L'accusa mossa dal quotidiano italiano per l'atteggiamento degli azzurri in campo e la situazione caotica all'interno dell'ambito dirigenziale: i dettagli

Dopo la sconfitta clamorosa con l'Empoli al Castellani, il clima è teso in casa Napoli. La disfatta ha generato la contestazione dei tifosi azzurri, i quali hanno lanciato cori di rabbia ed imprecazione contro la squadra. I calciatori sono turbati dall'accaduto, persi, sono stati smarriti i punti di riferimento dello scorso anno. Né Garcia, né Mazzarri e neppure Calzona sono riusciti a sopperire all'assenza di Spalletti.
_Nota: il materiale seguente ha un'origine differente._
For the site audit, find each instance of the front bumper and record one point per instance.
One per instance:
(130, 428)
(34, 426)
Napoli smarrito, non ci sono punti di riferimento: l'accusa di Repubblica

Di seguito le parole riportate dall'edizione odierna de La Repubblica: "Gli stracci volati in Toscana spiegano con il senno di poi pure il fallimento dei tre tecnici che si sono avvicendati in panchina: Garcia, Mazzarri e Calzona, che non sono riusciti nell’improba impresa di colmare il vuoto lasciato da Luciano Spalletti (e Cristiano Giuntoli). La squadra ha perso i suoi unici riferimenti, non ha riconosciuto come tali i nuovi allenatori ed è andata in tilt, pagando dazio anche alla mancata crescita dei nuovi leader. Alcuni di loro non hanno peccato di personalità, altri ci sono stati poco o si sono concentrati sui loro interessi personali".